Мы храним молчание до моста Бревикбруен.
— Дай мне время, Аксель, — говорит она наконец. — Слишком много всего случилось за последние сутки. Ты меня понимаешь?
— Да.
— Чем ты будешь заниматься осенью? Сдашь выпускной экзамен, от которого раньше отказался? Его надо сдать. Каждому человеку необходимо иметь образование.
— Возможно. Надо поговорить с Сельмой Люнге.
— Зачем? Ей нужно только представлять новых гениев. Великому педагогу очень скоро потребуется представить миру нового гения, после того как она потерпела фиаско со мной и с Аней. Наверное, теперь ты должен принести ей успех? Не сомневайся, она уже думает об этом. Берегись, Аксель! Ей нельзя доверять. Она столкнула Аню с обрыва. А вот опечалила ли ее Анина смерть?

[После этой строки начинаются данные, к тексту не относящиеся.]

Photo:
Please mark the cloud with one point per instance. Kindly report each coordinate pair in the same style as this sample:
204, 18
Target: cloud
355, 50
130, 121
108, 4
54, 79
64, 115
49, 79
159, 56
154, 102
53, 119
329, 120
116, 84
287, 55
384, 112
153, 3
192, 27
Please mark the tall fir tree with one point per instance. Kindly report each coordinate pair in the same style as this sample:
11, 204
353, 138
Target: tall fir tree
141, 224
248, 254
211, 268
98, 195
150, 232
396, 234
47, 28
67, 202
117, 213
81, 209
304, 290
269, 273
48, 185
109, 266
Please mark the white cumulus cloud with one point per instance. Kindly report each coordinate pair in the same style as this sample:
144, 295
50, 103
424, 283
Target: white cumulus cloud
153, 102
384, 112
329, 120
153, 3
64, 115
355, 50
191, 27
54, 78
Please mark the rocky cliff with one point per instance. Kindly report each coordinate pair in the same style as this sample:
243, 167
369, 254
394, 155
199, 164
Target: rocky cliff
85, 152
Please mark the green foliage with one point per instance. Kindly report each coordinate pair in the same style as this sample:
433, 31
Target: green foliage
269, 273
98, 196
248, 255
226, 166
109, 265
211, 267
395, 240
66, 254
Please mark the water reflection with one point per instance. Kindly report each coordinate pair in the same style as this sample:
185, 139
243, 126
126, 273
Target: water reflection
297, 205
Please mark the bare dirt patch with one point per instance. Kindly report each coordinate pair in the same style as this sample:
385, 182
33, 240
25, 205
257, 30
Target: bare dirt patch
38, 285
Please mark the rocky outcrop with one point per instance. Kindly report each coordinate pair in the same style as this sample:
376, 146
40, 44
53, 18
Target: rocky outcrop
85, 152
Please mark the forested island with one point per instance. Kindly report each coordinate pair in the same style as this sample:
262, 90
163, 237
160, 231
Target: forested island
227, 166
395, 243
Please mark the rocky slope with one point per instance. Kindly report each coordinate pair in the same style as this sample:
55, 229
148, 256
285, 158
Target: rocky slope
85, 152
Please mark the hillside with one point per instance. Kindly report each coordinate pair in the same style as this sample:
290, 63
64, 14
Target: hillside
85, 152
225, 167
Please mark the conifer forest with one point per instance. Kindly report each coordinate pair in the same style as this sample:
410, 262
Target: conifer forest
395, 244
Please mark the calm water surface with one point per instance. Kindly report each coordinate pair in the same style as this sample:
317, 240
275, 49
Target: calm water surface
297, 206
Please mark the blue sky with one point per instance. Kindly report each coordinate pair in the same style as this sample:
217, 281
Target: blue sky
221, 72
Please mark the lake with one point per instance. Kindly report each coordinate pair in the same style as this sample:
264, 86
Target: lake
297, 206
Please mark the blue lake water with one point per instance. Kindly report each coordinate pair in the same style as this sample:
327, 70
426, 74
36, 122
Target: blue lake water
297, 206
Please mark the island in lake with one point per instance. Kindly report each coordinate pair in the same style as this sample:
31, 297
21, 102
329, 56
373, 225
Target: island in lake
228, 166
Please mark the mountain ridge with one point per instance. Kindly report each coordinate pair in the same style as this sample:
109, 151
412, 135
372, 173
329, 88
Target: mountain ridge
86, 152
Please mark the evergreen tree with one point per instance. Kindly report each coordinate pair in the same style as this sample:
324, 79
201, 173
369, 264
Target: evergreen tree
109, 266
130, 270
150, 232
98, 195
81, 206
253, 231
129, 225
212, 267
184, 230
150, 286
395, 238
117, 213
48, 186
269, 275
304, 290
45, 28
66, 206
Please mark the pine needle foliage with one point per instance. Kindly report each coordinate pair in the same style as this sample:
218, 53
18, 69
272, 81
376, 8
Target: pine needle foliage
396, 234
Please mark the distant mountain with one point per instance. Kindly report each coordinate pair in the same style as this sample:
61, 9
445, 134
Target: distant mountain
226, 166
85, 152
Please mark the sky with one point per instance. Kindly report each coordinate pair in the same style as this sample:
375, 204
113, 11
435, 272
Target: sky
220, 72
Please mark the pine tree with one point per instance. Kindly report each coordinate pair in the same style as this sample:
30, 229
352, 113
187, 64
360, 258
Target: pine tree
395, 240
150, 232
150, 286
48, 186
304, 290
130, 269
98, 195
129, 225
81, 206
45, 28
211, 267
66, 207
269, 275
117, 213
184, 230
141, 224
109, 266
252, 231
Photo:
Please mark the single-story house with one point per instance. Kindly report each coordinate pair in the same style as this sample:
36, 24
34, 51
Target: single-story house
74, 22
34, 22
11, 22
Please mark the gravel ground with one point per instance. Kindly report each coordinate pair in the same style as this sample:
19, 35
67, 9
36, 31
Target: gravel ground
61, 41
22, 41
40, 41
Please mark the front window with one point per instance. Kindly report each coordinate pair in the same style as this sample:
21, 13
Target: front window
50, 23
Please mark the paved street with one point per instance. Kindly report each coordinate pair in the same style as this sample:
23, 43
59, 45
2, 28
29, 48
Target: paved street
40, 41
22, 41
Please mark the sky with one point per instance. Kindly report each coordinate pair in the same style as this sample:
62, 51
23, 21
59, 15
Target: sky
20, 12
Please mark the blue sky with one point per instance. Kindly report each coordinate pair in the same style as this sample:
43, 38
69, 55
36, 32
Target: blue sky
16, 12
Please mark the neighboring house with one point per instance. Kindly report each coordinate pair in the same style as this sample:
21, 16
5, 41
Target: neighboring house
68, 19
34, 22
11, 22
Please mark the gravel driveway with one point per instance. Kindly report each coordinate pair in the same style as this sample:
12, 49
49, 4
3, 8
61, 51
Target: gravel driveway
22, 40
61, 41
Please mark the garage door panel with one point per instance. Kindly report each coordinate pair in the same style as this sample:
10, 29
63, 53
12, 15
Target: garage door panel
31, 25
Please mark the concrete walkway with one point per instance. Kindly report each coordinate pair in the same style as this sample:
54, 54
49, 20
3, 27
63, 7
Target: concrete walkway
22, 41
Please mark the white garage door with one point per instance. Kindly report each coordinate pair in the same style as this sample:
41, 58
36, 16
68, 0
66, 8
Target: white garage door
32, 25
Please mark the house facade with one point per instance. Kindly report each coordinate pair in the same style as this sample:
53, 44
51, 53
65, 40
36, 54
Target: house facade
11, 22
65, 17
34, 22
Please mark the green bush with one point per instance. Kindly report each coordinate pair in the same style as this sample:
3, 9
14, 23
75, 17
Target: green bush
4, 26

При этих словах Ребекки во мне что-то сжимается. Я и сам уже думал об этом. Женщин, подобных Сельме Люнге, следует остерегаться. Но мне-то чего ее опасаться? Ведь она все поставила на меня. Рвать с нею уже поздно.
— У нас с тобой похожее положение, — говорю я и протягиваю ей прикуриватель, чтобы она могла прикурить сигарету, которую уже сунула в рот. — Мы оба сказали «да» чему-то, обещали что-то, от чего не хотим отказываться. Как раз сейчас Сельма Люнге — единственное, что меня заботит.
— А еще у тебя есть я, — трезво замечает она и глубоко затягивается. — Помни о нашей роковой дружбе. Нас связывает тайна. И у нас теперь есть общая ложь.
Сплин
Конец лета в Осло. Сельма Люнге и ее философ все еще не вернулись из Мюнхена. По утрам я сижу за кухонным столом на Соргенфригата и наблюдаю за воробьями, прыгающими по деревьям. До полудня, пока фру Эвенсен, живущая этажом ниже, бывает на работе, я занимаюсь на старом «Блютнере» Сюннестведта, который следует настроить. Во второй половине дня еду на велосипеде на Бюгдёй, нахожу скалу с видом на аэродром Форнебю и слежу за самолетами, улетающими на юго-запад, разглядываю девушек, которые загорают в бикини, вспоминаю то, что произошло между мной и Ребеккой, слушаю музыку, льющуюся из маленьких портативных магнитофонов моих сверстников или из розовых, серых и светло-синих приемников «Курер». Музыку, которая не имеет ко мне отношения, но которую я уже привык узнавать, потому что она окружает меня повсюду — «Роллинг Стоунз», «Битлз» — да, я уже знаю ее теперь и порой ловлю себя на том, что напеваю самые известные мелодии, те, что были шлягерами уже много лет. «Can’t buy me love».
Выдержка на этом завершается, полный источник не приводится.